Moreover, this isn’t a bug; it’s perfectly sound. That is because, while matching GimmeI causes Scala to infer A ~ Int, it won’t do that for GimmeCI! Scala can soundly determine that A ⊇ Int when it matches GimmeCI, but I do not think it even goes so far as to do that as of this writing. We can’t blame Scala for this difference; Scala has declared up front that its type system encodes what it believes, and is our responsibility to follow the cardinal rule of not violating its assumptions if we lift Liskov into Gimme.

As stated earlier, Liskov cannot be lifted into collection.immutable.Set; TreeSet exists to trivially demonstrate the problem, but even if TreeSet was not there, we would not be able to honestly do it because c.i.Set is open to new subclasses that could perform similar violations. However, despite lacking a Functor, scalaz.ISet does allow Liskov-lifting. Do the ADT analysis yourself, if you like. Well, so, once you convert your ISet[Int] to ISet[Any], you can’t do many operations on it, but that’s neither here nor there.

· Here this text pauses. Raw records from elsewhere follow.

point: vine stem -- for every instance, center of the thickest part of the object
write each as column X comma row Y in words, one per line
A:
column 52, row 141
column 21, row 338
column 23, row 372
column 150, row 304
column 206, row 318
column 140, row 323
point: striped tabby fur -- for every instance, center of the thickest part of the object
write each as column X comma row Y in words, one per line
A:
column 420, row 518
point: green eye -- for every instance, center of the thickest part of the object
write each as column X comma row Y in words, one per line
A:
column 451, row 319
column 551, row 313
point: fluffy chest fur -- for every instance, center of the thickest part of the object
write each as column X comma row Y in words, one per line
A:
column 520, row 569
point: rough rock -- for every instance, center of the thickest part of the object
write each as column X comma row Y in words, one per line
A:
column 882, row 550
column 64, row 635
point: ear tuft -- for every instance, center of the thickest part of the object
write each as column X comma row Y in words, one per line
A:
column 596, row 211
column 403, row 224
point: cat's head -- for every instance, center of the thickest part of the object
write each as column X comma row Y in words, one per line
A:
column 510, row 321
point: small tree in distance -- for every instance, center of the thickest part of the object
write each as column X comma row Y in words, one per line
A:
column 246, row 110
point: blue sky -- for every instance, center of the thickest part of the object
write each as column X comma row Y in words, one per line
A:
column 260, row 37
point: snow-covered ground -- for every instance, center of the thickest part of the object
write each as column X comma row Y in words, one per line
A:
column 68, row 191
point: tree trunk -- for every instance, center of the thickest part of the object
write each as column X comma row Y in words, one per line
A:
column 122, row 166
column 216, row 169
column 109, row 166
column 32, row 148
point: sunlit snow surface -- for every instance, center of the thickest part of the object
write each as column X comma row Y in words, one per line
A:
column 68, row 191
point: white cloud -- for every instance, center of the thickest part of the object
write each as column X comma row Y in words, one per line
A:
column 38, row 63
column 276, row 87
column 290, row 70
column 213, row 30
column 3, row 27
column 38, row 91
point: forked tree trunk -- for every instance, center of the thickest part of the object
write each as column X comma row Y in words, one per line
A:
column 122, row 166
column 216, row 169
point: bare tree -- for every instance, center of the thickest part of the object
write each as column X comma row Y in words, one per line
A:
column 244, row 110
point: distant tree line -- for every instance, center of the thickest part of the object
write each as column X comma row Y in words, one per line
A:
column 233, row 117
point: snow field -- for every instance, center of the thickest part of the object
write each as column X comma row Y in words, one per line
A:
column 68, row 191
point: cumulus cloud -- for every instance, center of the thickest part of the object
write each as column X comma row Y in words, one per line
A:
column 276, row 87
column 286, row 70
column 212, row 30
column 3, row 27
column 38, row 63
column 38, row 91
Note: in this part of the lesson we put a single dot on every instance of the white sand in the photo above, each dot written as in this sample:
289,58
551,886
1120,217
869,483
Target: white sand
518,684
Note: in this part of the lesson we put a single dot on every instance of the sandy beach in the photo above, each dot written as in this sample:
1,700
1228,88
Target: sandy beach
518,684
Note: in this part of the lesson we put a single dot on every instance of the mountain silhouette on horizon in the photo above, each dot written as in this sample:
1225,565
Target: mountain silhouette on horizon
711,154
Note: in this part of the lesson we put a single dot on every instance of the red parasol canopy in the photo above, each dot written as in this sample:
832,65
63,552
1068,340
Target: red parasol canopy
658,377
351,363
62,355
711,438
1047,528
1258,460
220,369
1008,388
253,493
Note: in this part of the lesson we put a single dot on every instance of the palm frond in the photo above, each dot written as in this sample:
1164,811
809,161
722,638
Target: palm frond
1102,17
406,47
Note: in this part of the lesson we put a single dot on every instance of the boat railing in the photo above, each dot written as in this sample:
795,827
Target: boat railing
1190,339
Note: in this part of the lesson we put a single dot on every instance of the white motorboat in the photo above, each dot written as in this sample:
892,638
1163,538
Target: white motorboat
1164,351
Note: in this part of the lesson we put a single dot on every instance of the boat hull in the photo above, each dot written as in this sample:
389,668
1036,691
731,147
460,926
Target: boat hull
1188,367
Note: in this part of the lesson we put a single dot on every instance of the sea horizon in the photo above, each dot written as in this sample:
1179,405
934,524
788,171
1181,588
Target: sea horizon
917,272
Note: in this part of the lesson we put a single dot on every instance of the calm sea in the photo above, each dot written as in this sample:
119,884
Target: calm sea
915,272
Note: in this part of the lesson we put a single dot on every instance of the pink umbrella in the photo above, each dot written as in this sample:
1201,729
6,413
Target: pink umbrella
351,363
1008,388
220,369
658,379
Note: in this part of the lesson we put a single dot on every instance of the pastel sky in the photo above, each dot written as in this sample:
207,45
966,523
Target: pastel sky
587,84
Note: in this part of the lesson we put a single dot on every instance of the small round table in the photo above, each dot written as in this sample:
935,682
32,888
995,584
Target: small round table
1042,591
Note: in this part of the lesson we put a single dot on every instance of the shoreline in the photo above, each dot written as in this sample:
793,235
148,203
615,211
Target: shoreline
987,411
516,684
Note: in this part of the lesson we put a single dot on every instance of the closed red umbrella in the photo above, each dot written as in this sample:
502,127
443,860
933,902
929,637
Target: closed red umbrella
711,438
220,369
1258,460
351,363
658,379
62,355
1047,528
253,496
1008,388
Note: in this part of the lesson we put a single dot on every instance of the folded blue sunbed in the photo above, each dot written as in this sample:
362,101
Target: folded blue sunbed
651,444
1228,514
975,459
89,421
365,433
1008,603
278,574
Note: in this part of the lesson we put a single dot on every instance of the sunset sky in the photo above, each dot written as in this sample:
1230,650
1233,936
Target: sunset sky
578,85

Should this function exist?

The Scalaz community has settled on a definition of covariant-functoriality that conforms with the principle of parametric soundness. The rejection of Functor instances for the scala.collection.* classes, which have subclasses with mutable values over their parameters, and for collection.immutable.Set, which has the TreeSet case stated above and violates parametricity in the construction of HashSets, speak to this. As far as I know, Scalaz contains no Functors that are both Scala-invariant and violate the rules delineated above.

So how do you feel about the provision of a combinator of the type of liftCvf for Scalaz’s Functor?